El Ejecutivo de Angela Merkel, apunta la revista citando fuentes gubernamentales, considera que dar ese paso -el veto- sería una «afrenta jurídico-política hacia los estados federados», a los que se han transferido las competencias de autorizar las extradiciones.

Puigdemont, procesado en España por rebelión y malversación de fondos públicos en el marco del proceso secesionista, fue detenido el pasado domingo en el norte de Alemania poco después de cruzar la frontera danesa y enviado a prisión mientras la Fiscalía del estado de Schleswig Holstein estudia la euroorden española.

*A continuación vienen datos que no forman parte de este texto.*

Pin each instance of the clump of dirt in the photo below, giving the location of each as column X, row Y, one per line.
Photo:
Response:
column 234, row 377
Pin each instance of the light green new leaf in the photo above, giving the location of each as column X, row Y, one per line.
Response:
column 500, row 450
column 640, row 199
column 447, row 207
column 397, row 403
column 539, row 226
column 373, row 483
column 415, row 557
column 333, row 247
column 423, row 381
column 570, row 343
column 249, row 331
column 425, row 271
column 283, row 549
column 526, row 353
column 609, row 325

De acuerdo con la publicación alemana, el Gobierno no tiene intención alguna de interponer un veto contra una posible entrega del político a las autoridades españolas. Un paso así en la Cancillería sería visto como una afrenta jurídico-política hacia los estados federados alemanes a los que el Estado transfirió el procedimiento de aprobación en casos de extradiciones, indicaron desde los círculos del Gobierno alemán.

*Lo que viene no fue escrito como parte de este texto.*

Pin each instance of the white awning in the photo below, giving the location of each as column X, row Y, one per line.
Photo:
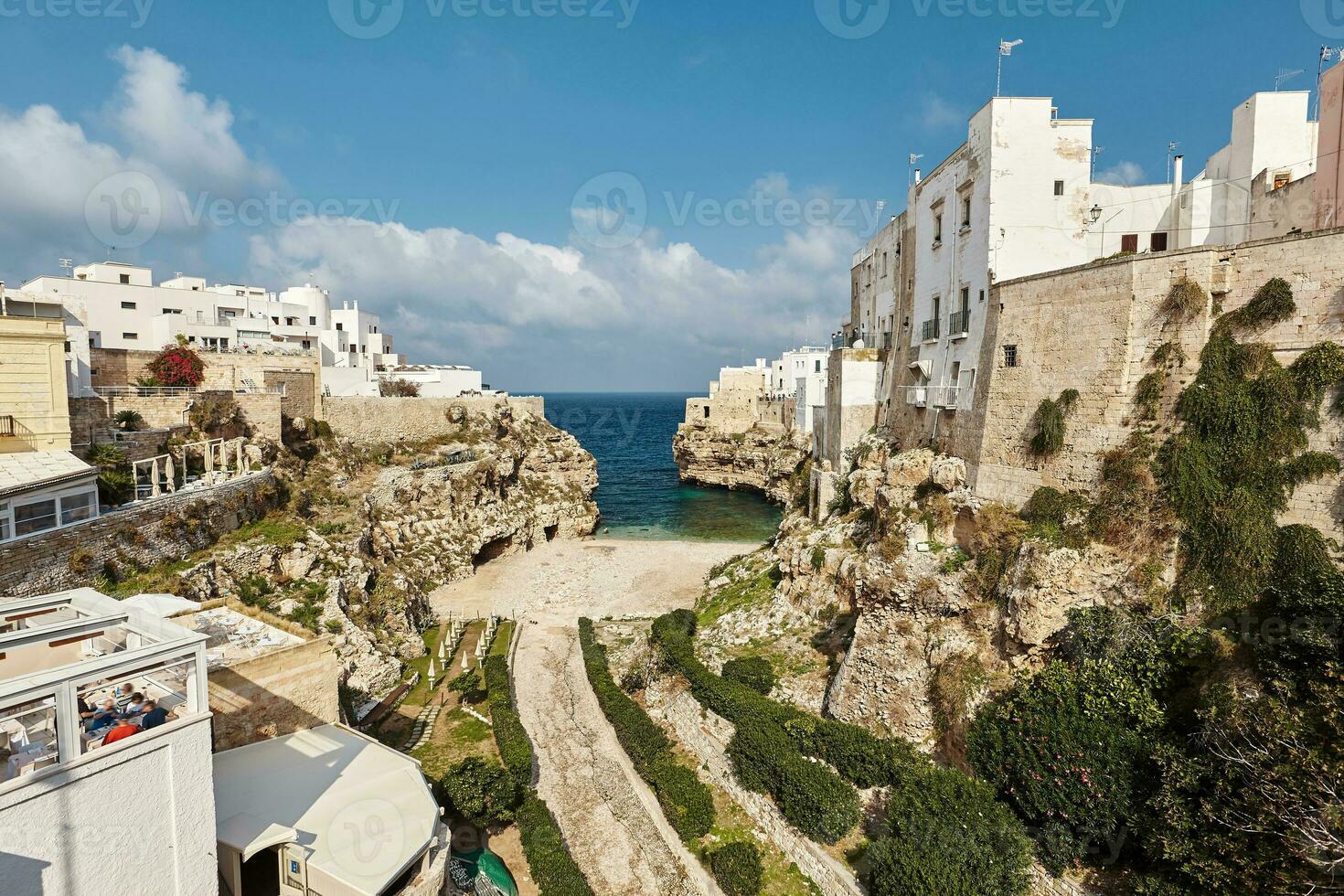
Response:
column 162, row 604
column 362, row 810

La defensa alemana de Puigdemont reclamó esta semana al Ejecutivo de Merkel que espera que «el Gobierno alemán -igual que han hecho ya otros Gobiernos de otros Estados europeos- emplee la posibilidad prevista expresamente por la ley y no consienta la extradición de Carles Puigdemont». Al día siguiente de la detención del líder soberanista, Berlín acordó su proceder sobre este caso en una conferencia telefónica.

Según informaciones de Der Spiegel, el domingo por la noche, la ministra de Justicia, Katarina Barley; el ministro de Exteriores, Heiko Maas; el jefe de la Cancillería, Helge Braun; y el secretario de Estado del Ministerio de Interior, Hans-Georg Engelke, participaron en dicha conferencia en la que acordaron que no haya injerencia política alguna.